Why do we see peaks at regular intervals in the power spectrum??

We call the lowest peak in the spectrum the fundamental frequency. Note that there are other high frequency peaks that follow the fundamental, at regular intervals. These are called overtones, and they are multiples of the fundamental frequency. The fundamental and the overtones are called together the harmonics.

Image source: N.H. Crowhurst

The sound produced by musical instruments is the outcome of vibrations in the body of the instrument.
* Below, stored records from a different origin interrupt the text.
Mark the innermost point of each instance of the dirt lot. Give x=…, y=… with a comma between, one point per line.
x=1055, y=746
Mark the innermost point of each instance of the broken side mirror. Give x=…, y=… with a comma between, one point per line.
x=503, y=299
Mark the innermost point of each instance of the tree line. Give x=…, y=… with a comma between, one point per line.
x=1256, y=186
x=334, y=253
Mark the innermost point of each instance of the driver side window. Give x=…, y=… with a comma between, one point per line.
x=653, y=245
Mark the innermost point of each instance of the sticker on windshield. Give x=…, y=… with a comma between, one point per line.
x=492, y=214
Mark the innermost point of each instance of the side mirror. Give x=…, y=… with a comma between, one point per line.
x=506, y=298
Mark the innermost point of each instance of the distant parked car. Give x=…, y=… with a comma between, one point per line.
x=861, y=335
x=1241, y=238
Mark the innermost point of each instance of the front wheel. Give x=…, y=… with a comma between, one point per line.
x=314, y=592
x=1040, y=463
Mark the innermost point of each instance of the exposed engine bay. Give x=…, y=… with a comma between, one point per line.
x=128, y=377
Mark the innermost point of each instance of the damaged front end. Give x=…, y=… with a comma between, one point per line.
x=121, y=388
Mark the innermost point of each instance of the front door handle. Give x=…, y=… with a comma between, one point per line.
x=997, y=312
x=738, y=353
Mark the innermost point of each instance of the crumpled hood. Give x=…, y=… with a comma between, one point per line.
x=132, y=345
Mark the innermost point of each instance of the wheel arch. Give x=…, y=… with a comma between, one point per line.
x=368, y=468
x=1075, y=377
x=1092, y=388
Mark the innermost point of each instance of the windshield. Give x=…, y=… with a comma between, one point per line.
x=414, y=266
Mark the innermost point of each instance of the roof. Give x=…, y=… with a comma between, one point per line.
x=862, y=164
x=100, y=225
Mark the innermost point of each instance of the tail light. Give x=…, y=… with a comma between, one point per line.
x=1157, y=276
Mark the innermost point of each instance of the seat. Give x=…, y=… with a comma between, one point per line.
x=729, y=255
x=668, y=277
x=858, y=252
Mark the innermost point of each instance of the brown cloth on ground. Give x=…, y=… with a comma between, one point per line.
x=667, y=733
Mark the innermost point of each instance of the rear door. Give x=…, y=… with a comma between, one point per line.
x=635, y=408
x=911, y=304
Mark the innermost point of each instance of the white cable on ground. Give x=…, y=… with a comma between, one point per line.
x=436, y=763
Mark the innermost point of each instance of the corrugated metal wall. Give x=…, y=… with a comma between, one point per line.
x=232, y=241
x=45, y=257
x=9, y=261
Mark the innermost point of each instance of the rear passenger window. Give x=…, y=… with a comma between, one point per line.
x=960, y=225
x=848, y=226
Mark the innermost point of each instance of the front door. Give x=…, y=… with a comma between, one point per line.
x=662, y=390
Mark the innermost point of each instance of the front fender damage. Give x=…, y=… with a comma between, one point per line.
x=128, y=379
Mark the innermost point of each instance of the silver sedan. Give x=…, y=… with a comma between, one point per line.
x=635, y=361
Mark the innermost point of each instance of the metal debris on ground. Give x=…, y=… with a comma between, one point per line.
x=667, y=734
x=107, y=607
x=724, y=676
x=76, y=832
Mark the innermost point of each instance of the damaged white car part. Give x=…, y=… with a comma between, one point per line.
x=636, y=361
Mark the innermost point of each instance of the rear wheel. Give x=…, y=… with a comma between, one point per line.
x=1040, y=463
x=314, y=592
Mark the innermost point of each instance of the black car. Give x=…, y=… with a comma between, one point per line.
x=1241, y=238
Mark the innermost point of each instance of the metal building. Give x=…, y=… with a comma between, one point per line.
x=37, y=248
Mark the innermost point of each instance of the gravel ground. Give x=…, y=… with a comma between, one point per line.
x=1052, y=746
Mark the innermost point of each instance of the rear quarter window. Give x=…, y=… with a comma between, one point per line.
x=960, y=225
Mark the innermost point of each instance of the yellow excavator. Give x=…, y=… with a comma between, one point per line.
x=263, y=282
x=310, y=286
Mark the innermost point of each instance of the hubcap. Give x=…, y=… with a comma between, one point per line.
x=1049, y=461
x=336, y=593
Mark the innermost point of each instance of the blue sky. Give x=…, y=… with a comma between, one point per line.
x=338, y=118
Often, these vibrations are standing waves, and that is the reason why we see such a strong overtone signature in the power spectrum.

44.3 timbre

instrument	recording of A4	image
piano
flute
trumpet
violin

Show the code

tmin = 1.00
tmax = 2.50

time_list = []
signal_list = []
instrument_list = ['flute', 'piano', 'trumpet', 'violin']
file_list = ['flute-C4.wav',
             'piano-C4.wav',
             'trumpet-C4.wav',
             'violin-C4.wav'
            ]

k_list = []
abs_fft_list = []
for i, filename in enumerate(file_list):
    k, abs_fft = open_wav_return_fft(f'files/{filename}', max_freq=3.5e3)
    k_list.append(k)
    abs_fft_list.append(abs_fft)

plot power spectrum for 3 notes

fig = make_subplots()

for i, instrument in enumerate(instrument_list):
    vis = 'legendonly'
    if instrument == 'piano': vis = True
    fig.add_trace(
        go.Scatter(x=list(k_list[i]),
                y=list(abs_fft_list[i]),
                name=f'{instrument}',
                # line=dict(color=color_A3),
                visible=vis#'legendonly'
                ),
    )

# Add range slider
fig.update_layout(
    # title='3 notes on the piano',
    legend={"orientation":"h",           # Horizontal legend
            "yanchor":"top",             # Anchor legend to the top
            "y":1.1,                    # Adjust vertical position
            "xanchor":"center",           # Anchor legend to the right
            "x":0.5,                       # Adjust horizontal position
           },
)

# Set y-axes titles
fig.update_yaxes(
    title_text="abs(FFT)",
    range=[-0.05,0.4])
fig.update_xaxes(
    title_text="frequency (Hz)",)

This is a nice video about the connection between tibre and the harmonic series.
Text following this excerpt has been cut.